Emacs, scripting and anything text oriented.

Golang Quirk: Number-strings starting with "0" are Octals

Kaushal Modi

Someone in the Golang team thought that it would be a good idea to consider all numbers (represented as strings) starting with “0” as Octals.. so “010” is actually 8.. Really?

This is a post in the “Golang Octals” series.

2018-04-23Follow-up: Golang Quirk: Number-strings starting with "0" are Octals
2018-04-18Golang Quirk: Number-strings starting with "0" are Octals

The aim of this post is to make a Golang quirk more of a common knowledge, with an ulterior motive to eventually get it fixed upstream, somehow..

Disclaimer: I don’t code in Go lang. So I could very well be wrong in saying problem with Golang vs problem with specifically strconv package.

From my perspective, I see strconv as an internal Go package that any (most of?) Go coder would use to do string → int conversions. If so, I don’t grasp the rationale behind why the strconv developers would make this strange decision.. strange because in normal languages like Python, int("010") returns 10.

Problem #

I learned about this issue for the first time from this Hugo Discourse thread.

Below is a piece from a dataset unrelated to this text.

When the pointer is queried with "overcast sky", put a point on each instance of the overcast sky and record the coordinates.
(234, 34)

The synopsis is that someone is retrieving US city zip-codes from a Hugo front-matter variable, and then using some conditional logic based on the last 2 digits.

So the code was:

<!-- Value of .Params.cityZipCode is "75009" -->
{{ if (int (last 2 .Params.cityZipCode)) eq 1 }}er{{ else }}e{{ end }}

The logic is simple.. Get the last two characters of .Params.cityZipCode, which would be "09", convert that string to a number (int), and check if it is 1.

But of-course that didn’t work:

unable to cast “09” of type string to int

Cause #

Later, as I learn, that’s because of the ParseInt function from the strconv package. There it says (emphasis mine):

func ParseInt(s string, base int, bitSize int) (i int64, err error)

ParseInt interprets a string s in the given base (0, 2 to 36) and bit size (0 to 64) and returns the corresponding value i.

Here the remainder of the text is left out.